Based on my past experience in CICD and familiarity with Sitecore in AKS, I am aware that build release process to Sitecore in AKS is different from releases in on-premise and PaaS. The key difference is the build for Sitecore AKS is pushed to a Container Registry and build artifacts for custom solution are layered over the base Sitecore image (not usual in on-premise and PaaS). 

During build stage in CICD, the base Sitecore image is pulled each time from Sitecore's public container registries and it has the possibility to change. So I had a strong feeling that the issue was related to the Sitecore image.

We reached out to Sitecore support and explained them everything. 

They replied quickly—almost like they were already expecting this problem.

And guess what? They confirmed the issue: our build had started using the new 10.4.1 image, not 10.4.0 like we thought. The reason for the issue was found to be the incorrect Sitecore image usage. 

How it happened?

So, if you are new to Sitecore in Kubernetes and Docker, you will find it useful to know that the base Sitecore image versions are specified  in env.template and kustomization files. 

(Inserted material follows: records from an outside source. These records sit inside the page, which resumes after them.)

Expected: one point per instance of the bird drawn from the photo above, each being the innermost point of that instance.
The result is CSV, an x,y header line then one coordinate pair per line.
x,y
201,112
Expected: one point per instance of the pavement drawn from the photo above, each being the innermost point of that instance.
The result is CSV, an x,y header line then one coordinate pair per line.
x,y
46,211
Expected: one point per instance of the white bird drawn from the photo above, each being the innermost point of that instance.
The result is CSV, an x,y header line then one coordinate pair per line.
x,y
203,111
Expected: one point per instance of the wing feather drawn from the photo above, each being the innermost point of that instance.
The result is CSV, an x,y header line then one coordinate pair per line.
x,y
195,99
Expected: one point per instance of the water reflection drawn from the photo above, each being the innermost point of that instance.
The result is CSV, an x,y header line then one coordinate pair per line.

In our Kubernetes config files (env.template and kustomization.yaml), we were using this image tag: 10.4-ltsc2022

This tag means: “Give me the latest image in the 10.4 series.”

So when 10.4.1 was released, the build automatically started using the latest version on 10.4 series, even though we were expecting 10.4.0.

You can check the image reference page, to see the latest images released: https://raw.githubusercontent.com/Sitecore/docker-images/refs/heads/master/tags/sitecore-tags.md

To fix the issue, we changed the tag to: 10.4.0-ltsc2022

This locked the version to exactly what we wanted—and the error was gone. Happy ending!! Not yet.

Important Tip for Sitecore in AKS/Docker

Most people prefer to reuse the files from Sitecore MVP-site repo. Below snapshot shows how Sitecore image version is referenced in these file - 



In the snapshot, you can see that the default env.template file (and also the k8s files) come with two-digit image format, e.g. 10.4-ltsc2022. This needs to change to 10.4.x-ltsc2022

We passed this information to Sitecore Support to notify existing users to make the change as they may also get impacted by this.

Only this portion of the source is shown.